Bloomberg's decision to transport the homeless out of New York City was a controversial idea, but it seems that the city of Fort Lauderdale is taking a page out of the same book with its newly approved $25,000 bus program. The program — much like Bloomberg's — aims to help the homeless by providing them with one-way bus tickets to relatives who are willing to take care of them. The program won't cost taxpayers a dime and is instead being paid for by money confiscated from criminals via the Florida law enforcement trust fund, according to CBS Miami.

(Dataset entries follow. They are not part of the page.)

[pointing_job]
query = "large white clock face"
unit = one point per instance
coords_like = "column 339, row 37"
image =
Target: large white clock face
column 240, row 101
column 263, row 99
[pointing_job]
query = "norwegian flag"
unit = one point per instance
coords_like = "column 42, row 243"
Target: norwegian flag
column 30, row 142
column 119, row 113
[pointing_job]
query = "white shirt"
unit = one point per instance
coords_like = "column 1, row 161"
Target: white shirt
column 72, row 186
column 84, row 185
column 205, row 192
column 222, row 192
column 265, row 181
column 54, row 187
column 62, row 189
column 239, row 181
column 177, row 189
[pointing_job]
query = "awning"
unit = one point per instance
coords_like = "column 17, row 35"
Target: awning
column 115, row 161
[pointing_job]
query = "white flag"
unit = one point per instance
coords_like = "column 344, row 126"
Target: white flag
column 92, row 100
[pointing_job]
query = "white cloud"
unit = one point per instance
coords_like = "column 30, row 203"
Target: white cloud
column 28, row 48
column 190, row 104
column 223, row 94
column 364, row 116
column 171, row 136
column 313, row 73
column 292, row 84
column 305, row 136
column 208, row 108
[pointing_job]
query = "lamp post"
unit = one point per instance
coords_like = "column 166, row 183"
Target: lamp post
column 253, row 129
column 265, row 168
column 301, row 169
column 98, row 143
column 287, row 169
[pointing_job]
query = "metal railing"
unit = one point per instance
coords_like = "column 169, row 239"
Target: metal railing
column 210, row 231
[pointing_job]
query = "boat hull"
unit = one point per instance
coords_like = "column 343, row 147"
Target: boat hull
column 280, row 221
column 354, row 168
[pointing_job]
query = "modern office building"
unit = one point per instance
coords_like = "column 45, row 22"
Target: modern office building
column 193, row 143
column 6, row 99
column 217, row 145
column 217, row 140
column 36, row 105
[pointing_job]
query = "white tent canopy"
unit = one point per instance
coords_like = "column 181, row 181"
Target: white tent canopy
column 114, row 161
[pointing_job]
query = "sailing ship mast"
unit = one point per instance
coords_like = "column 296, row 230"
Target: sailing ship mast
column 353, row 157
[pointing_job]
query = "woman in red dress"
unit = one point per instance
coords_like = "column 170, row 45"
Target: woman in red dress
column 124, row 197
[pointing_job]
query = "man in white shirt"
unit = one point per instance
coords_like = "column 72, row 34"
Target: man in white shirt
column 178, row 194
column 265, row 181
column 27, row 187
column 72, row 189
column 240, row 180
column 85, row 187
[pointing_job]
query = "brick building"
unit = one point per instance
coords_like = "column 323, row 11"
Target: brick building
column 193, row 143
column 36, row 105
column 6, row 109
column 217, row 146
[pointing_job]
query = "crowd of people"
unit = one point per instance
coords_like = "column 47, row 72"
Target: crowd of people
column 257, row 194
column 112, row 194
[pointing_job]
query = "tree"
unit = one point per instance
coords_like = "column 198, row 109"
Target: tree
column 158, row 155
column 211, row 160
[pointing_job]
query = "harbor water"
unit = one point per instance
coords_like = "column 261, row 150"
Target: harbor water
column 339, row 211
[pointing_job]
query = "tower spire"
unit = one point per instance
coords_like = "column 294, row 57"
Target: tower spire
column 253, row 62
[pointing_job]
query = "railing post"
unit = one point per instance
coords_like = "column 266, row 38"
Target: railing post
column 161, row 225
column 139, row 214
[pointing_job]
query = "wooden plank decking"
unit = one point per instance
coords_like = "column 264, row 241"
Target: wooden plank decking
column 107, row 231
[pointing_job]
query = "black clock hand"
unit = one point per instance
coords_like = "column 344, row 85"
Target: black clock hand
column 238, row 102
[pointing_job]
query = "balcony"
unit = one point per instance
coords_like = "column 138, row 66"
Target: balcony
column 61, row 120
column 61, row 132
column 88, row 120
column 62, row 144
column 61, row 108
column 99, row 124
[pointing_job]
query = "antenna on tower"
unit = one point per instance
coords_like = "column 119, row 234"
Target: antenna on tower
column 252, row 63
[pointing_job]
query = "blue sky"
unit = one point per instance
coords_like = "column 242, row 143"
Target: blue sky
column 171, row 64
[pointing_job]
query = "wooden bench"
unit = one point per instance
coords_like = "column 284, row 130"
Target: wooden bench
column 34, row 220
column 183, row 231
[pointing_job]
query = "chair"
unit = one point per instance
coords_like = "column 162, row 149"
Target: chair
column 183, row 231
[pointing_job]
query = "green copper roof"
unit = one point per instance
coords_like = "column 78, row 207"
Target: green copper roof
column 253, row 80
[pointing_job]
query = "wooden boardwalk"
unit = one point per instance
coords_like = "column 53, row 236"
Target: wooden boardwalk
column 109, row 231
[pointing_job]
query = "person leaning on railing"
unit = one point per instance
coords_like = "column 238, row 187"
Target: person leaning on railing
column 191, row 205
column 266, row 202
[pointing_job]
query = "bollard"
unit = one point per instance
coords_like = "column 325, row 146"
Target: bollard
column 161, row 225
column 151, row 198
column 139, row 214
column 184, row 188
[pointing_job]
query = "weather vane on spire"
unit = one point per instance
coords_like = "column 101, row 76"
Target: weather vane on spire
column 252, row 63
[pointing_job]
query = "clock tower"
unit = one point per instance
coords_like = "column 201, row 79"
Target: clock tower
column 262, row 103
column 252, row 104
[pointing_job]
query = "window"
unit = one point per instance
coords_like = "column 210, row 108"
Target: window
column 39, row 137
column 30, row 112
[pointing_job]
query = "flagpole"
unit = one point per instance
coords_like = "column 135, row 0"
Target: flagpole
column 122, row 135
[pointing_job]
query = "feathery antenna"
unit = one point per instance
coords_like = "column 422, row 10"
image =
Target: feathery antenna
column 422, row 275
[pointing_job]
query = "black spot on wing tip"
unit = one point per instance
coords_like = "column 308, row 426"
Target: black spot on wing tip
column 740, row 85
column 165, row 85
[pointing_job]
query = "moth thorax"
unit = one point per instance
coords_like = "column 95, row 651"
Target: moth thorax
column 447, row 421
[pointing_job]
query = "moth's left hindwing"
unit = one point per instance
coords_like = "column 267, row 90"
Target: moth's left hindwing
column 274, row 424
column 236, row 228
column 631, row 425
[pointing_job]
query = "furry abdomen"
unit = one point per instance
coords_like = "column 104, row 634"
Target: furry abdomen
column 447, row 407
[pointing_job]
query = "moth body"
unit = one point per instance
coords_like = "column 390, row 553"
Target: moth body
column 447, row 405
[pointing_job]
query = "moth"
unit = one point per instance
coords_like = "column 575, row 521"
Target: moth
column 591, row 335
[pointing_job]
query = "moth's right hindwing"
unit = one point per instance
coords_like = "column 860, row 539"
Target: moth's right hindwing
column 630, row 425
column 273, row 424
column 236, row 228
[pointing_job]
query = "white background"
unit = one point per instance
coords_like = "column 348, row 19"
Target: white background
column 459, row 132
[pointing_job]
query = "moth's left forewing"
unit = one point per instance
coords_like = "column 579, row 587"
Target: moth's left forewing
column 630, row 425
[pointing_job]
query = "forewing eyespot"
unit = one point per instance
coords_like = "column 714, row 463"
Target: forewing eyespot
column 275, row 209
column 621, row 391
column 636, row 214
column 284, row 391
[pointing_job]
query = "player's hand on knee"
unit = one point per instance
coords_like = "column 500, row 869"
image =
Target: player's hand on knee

Overall, it seems that those living in Fort Lauderdale are supportive of the program, especially since there is no cost, and no people are being forced to leave the city. Nonetheless, is transporting homeless families out of a city the solution to homelessness? Should Orlando initiate a similar program, or could that $25,000 price tag be used to fund another, more long-term, program?
Arnold S. Cohen, the president and chief executive officer of the Partnership for the Homeless, an advocacy group in New York, considers moving the homeless as a mere cosmetic fix. It may look better for the city, but in reality the issue of homelessness hasn't changed.

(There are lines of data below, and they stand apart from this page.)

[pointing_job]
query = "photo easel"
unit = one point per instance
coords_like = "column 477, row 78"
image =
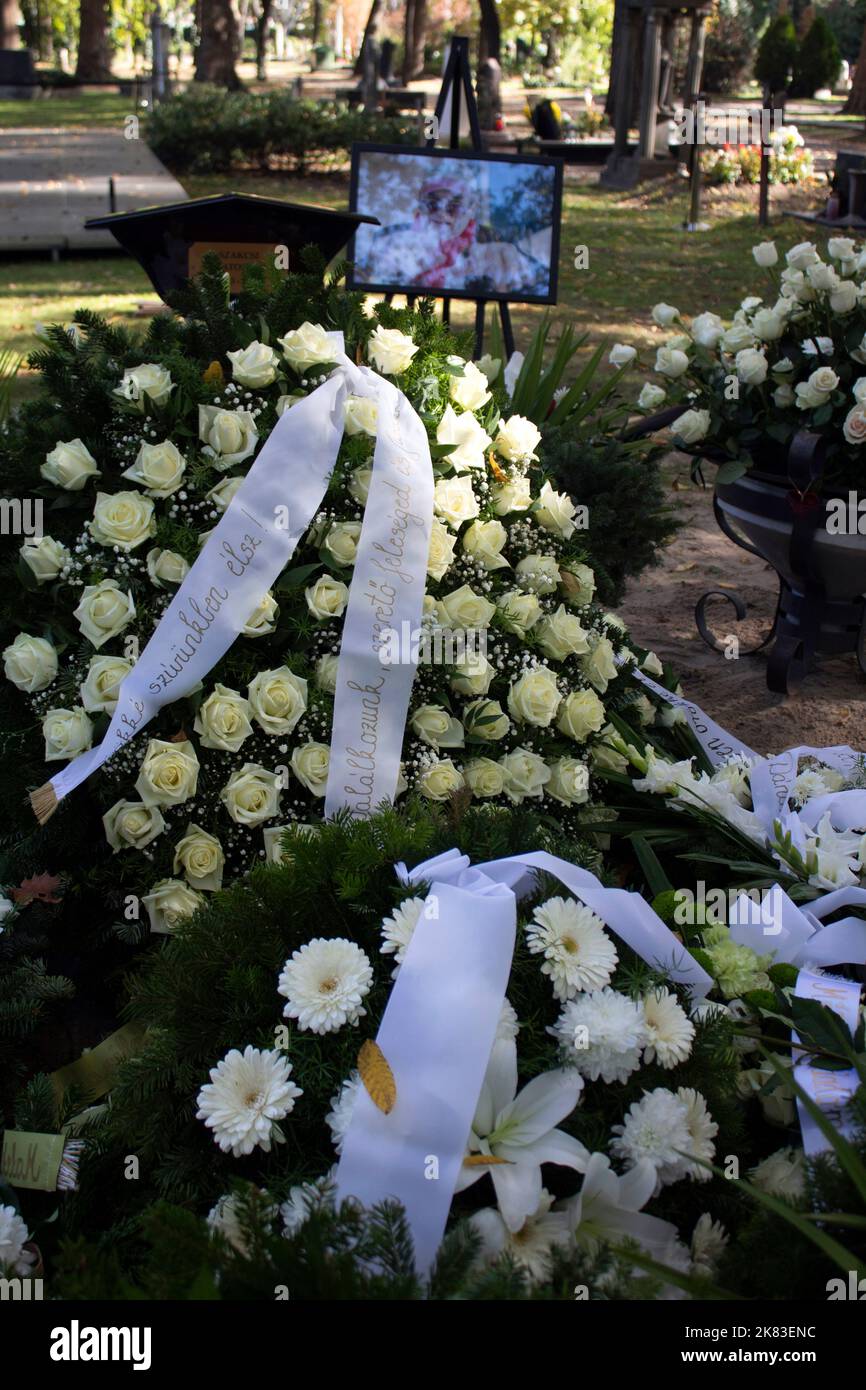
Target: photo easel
column 458, row 99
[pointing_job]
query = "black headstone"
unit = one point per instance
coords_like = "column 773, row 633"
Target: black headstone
column 241, row 228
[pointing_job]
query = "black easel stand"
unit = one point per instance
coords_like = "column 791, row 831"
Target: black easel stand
column 458, row 82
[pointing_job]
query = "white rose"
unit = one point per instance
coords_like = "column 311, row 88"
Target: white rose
column 166, row 567
column 327, row 598
column 278, row 699
column 466, row 435
column 389, row 350
column 325, row 673
column 360, row 416
column 43, row 556
column 200, row 858
column 224, row 492
column 537, row 573
column 307, row 346
column 123, row 519
column 569, row 781
column 437, row 727
column 526, row 774
column 149, row 380
column 67, row 733
column 534, row 697
column 555, row 512
column 252, row 795
column 100, row 688
column 310, row 765
column 560, row 635
column 765, row 255
column 473, row 674
column 513, row 495
column 132, row 824
column 751, row 366
column 769, row 324
column 517, row 439
column 854, row 427
column 103, row 612
column 708, row 330
column 68, row 466
column 463, row 608
column 341, row 541
column 159, row 469
column 651, row 396
column 620, row 355
column 519, row 610
column 485, row 719
column 484, row 541
column 578, row 584
column 228, row 435
column 598, row 665
column 455, row 501
column 484, row 777
column 470, row 389
column 168, row 904
column 665, row 314
column 253, row 366
column 672, row 362
column 168, row 773
column 441, row 549
column 801, row 256
column 223, row 720
column 844, row 298
column 441, row 780
column 581, row 713
column 691, row 426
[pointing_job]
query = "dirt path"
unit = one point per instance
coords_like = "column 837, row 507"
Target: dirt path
column 829, row 706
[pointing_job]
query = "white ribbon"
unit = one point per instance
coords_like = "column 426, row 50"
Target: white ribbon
column 439, row 1025
column 250, row 546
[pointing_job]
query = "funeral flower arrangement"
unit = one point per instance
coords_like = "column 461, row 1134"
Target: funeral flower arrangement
column 791, row 357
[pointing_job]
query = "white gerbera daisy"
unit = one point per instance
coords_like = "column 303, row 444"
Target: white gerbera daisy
column 670, row 1033
column 14, row 1258
column 342, row 1109
column 656, row 1127
column 248, row 1093
column 399, row 926
column 531, row 1247
column 603, row 1033
column 578, row 952
column 702, row 1130
column 324, row 983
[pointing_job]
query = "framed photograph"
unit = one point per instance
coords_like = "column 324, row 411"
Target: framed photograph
column 456, row 224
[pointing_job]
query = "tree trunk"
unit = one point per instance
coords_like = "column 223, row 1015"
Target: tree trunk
column 489, row 34
column 262, row 38
column 371, row 31
column 93, row 52
column 218, row 46
column 414, row 32
column 856, row 97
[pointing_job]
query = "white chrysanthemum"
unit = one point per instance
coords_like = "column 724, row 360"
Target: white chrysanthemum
column 248, row 1093
column 324, row 983
column 603, row 1033
column 399, row 926
column 670, row 1033
column 531, row 1247
column 14, row 1258
column 578, row 952
column 709, row 1239
column 342, row 1108
column 656, row 1129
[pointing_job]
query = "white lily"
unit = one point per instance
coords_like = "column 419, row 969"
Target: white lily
column 521, row 1130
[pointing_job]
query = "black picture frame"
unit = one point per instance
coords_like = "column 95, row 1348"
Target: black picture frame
column 360, row 149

"We're taking people from a shelter bed here to the living room couch of another family. Essentially, this family is still homeless," Cohen said in a report by The Times.

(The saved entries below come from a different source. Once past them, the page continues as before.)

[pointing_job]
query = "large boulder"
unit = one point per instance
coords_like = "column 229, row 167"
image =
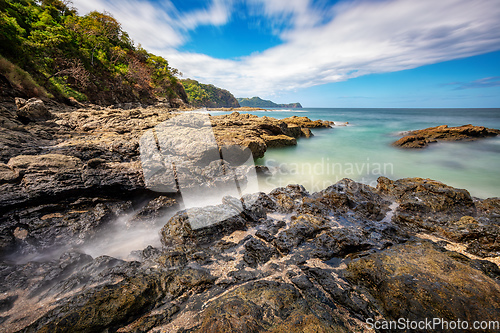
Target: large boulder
column 421, row 138
column 417, row 280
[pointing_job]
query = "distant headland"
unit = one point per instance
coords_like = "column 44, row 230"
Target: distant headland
column 262, row 103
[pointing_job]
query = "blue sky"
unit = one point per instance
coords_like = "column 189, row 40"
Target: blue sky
column 362, row 53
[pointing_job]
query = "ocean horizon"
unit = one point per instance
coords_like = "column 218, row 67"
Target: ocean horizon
column 361, row 150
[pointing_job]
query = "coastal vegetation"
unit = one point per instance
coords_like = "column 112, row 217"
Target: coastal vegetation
column 208, row 95
column 258, row 102
column 48, row 50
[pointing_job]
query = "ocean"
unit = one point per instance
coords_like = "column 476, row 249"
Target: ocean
column 362, row 150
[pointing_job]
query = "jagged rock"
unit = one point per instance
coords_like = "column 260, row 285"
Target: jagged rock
column 268, row 305
column 257, row 252
column 421, row 138
column 416, row 280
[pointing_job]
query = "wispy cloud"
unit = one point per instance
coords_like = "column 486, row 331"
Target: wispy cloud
column 481, row 83
column 320, row 44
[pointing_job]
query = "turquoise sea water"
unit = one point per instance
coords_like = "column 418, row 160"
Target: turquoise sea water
column 362, row 150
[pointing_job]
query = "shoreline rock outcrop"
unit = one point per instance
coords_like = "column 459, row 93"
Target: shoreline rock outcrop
column 291, row 260
column 422, row 138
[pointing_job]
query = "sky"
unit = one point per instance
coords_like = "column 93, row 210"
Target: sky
column 347, row 53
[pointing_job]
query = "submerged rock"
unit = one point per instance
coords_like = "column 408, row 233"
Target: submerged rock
column 421, row 138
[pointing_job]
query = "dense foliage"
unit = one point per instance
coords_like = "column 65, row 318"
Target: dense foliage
column 86, row 57
column 258, row 102
column 207, row 95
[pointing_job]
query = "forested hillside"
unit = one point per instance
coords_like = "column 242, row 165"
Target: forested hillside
column 47, row 49
column 208, row 95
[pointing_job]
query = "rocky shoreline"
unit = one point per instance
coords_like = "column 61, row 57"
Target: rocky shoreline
column 285, row 261
column 422, row 138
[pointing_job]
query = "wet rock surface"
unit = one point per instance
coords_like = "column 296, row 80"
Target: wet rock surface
column 288, row 261
column 422, row 138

Cohen is absolutely right. Spending $25,000 on a transportation program for the homeless will not help these families find jobs, normal wages or security. It does nothing to end the cycle of poverty nor does it provide rehabilitation for those who might need it. Sure, that $25,000 is virtually free for the city of Fort Lauderdale to use, but do you know how Orlando uses money from the Florida law enforcement trust fund? The city uses it to pay for initiatives like the Illegal Gun Bounty Program, a citywide effort to get illegal guns off the streets. These are the type of programs that have potential for a long-term impact on our community; asking the homeless to leave does not.
To be blunt, Orlando has even bigger issues to deal with when it comes to taking care of the homeless. You might remember members of the non-profit organization Food Not Bombs being arrested for feeding the homeless at Lake Eola. Then we have the growing childhood poverty rate of 25 percent, meaning that one in four children in Central Florida is homeless, according to the Orlando Sentinel. If we want to end homelessness, it's going to take more than a bus ticket. It's going to take contributions of spare change, donations of old clothes and lobbying to our legislators to demand more for the middle class.
This year, let's commit ourselves to being the change that we've been waiting for. If not now, then when?